Criterion	Verdict	Key evidence
V1 Level declaration	Pass	Representational
V2 Level-evidence match	Partial	Decodable does not equal encoded
V3 Narrative coherence	Moderate	Story is coherent but underdetermined
V4 Alternative exclusion	Weak	Geometric artifact not excluded
V5 Scope honesty	Often violated	”Represents” exceeds “decodable”

Key Distinctions

Description vs explanation: Probing is purely descriptive — it identifies that a concept is decodable but does not explain the mechanism that produces the encoding or the computation that uses it. The gap from description to explanation requires causal evidence that probing does not provide.
Component identity vs component role: Probing identifies a direction (component identity) but not its role in the model’s computation. The probe direction may be a real computational axis or a geometric artifact — probing alone cannot distinguish these.
Faithfulness vs understanding: Probe accuracy measures faithfulness of the external classifier, not understanding of the model. High probe accuracy means the external classifier faithfully decodes the concept — it does not mean we understand how or why the model represents it.

Evidence Convergence Map

Implementational → Interpretation: Absent. Probing does not identify implementing parameters or structural mechanisms. The direction found by the probe is not linked to specific weights.
Algorithmic → Interpretation: Absent. Probing does not specify the algorithm that produces or reads the representation. The computational steps are entirely uncharacterized.
Computational → Interpretation: Weak. Probing establishes that the concept is available in the representation (a computational-level observation). But availability does not imply use — the model may have access to information it never reads.
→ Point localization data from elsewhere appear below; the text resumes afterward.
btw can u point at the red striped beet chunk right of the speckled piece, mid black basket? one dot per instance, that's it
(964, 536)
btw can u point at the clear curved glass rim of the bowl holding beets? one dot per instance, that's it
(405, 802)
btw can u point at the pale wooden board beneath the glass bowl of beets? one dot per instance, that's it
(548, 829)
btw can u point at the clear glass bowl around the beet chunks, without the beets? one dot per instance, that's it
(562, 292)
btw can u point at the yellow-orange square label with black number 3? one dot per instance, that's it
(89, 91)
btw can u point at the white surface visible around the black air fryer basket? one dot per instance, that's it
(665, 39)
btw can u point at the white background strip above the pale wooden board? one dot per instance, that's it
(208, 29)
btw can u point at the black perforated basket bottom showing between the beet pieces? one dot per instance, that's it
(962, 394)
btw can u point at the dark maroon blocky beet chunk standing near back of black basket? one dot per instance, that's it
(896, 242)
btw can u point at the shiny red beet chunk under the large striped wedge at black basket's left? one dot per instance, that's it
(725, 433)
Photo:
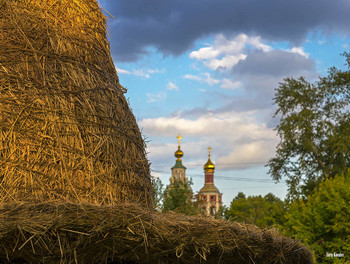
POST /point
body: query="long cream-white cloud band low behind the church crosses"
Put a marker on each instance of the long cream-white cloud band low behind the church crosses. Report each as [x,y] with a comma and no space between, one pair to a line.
[236,138]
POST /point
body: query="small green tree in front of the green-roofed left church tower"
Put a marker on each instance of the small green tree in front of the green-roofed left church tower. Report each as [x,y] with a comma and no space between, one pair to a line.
[178,198]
Intervention-Interpretation Matrix

	Necessity	Sufficiency	Representational	Algorithmic	Computational
Standard probing	—	—	observational only	—	—
Probe + control task	—	—	partial (excludes artifact)	—	—
DAS (probe + intervention)	partial	partial	✓	—	partial
Probe + weight analysis	—	—	convergent	—	—

Standard probing fills zero interventional cells. It provides observational representational evidence only. Each methodological extension (control tasks, DAS, weight-space convergence) fills additional cells, progressively strengthening the claim. The matrix makes visible that standard probing is a starting point, not an endpoint — the interpretive claim requires evidence that probing alone cannot provide.

Causal Sufficiency Graph

Input properties → activation pattern: solid (by construction — the model processes the input)
Activation pattern → linear decodability: solid (the probe demonstrates this)
Linear decodability → model representation: dashed (the inferential leap — decodable does not imply represented)
Model representation → downstream computation: absent (probing provides no evidence about use)
Probe direction → model’s actual encoding direction: dashed (the probe finds a direction; whether it is the direction the model uses is unverified)

Two solid edges (trivial: inputs produce activations, probes can decode them) and three dashed-or-absent edges (substantive: does decodability imply representation? does the model use this direction?). The causal sufficiency graph makes visible that the interesting claims — those that go beyond “a classifier works” — have no solid causal support from probing alone.